Will healthcare providers become social safety net providers, too?
A new report from the Commonwealth Fund lays out the economic incentive the Affordable Care Act (ACA) creates for healthcare providers to address social disparities along with medical needs.
According to the report, as millions more low- and modest-income Americans gain healthcare coverage under the ACA, social and economic circumstances that define health outcomes will become even more present in clinicians' offices. Providers that focus just on clinical needs will have a harder time meeting quality of care targets because poverty, unemployment, low educational attainment, and lack of access to healthy food and safe, suitable housing invariably affects overall health, the ability to follow care plans and even longevity.
Among the government and private payor policy changes highlighted in the report as factors that incentivize providing social services along with medical ones were enhanced reimbursement models that required integration of some types of social services in the care setting, shared savings programs/ACOs, hospital readmission penalties under Medicare, and capitated, bundled or global payment approaches.

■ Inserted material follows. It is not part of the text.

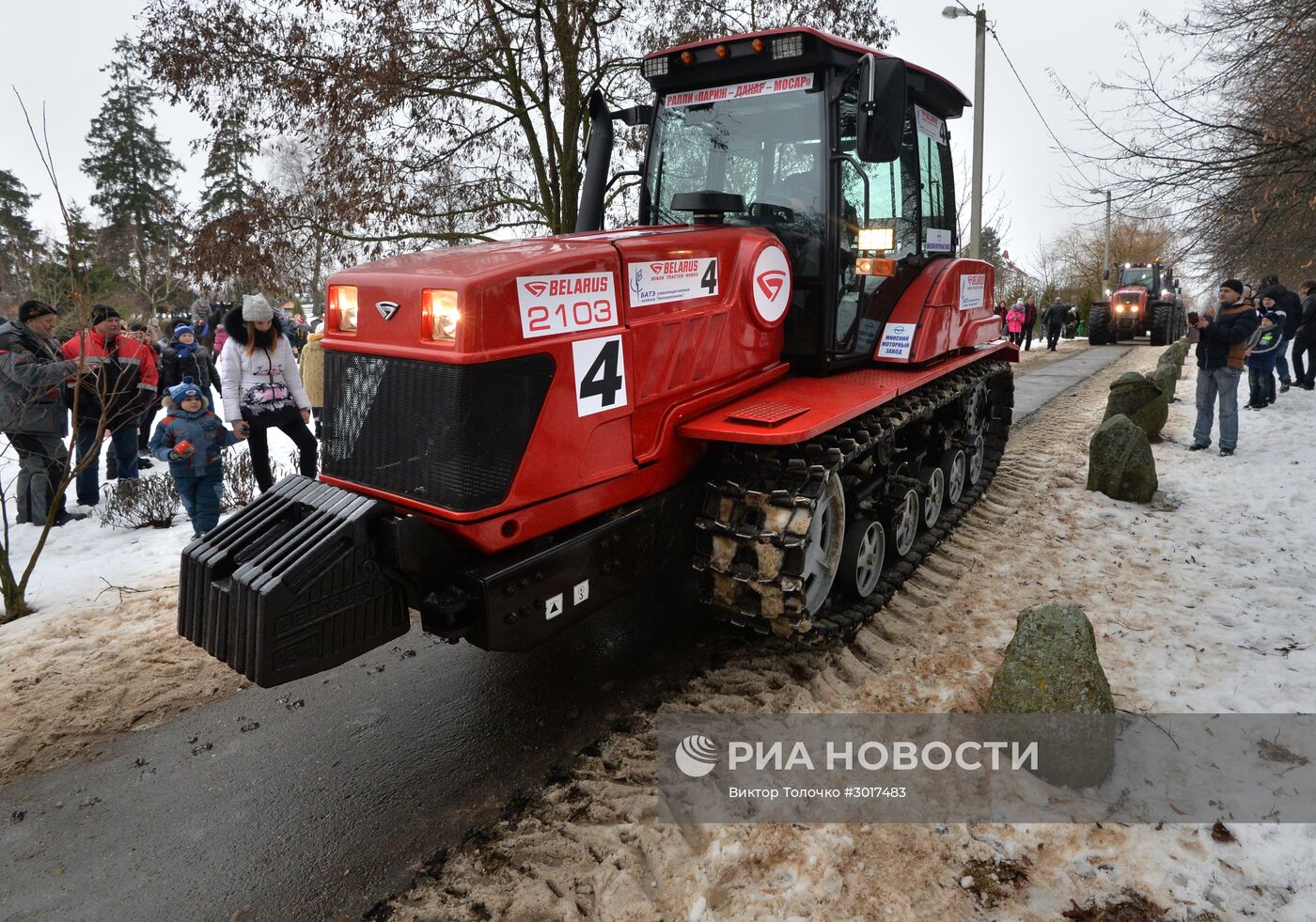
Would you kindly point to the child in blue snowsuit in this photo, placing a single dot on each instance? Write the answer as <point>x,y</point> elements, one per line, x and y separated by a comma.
<point>1262,352</point>
<point>197,470</point>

In addition, the report authors wrote that there are some indirect economic benefits to assuming responsibility for helping with social factors that prevent patients from realizing optimal results from the clinical care provided. For one thing, primary care physicians are already dealing with these factors when they consult with patients and have little organizational help when the main reason a patient is not improving is social and not medical. Giving physicians support in caring for patients’ social needs can free them up to focus more of their time in the exam room on the medical problems they trained for and reduce provider frustration and burnout, the report contends.
The researchers also cited studies showing that interventions that address social needs improve patient satisfaction and loyalty.
“With this confluence of sound economics and good policy, investments in interventions that address patients’ social as well as clinical needs are starting to make good business sense,” the authors concluded.
The report was supported by funds from The Skoll Foundation and The Pershing Square Foundation. Both are considered toward the liberal side of the political spectrum and conservatives may well disagree that medical providers, particularly those that are primarily funded by government healthcare benefits, should be expanding into being social safety net providers.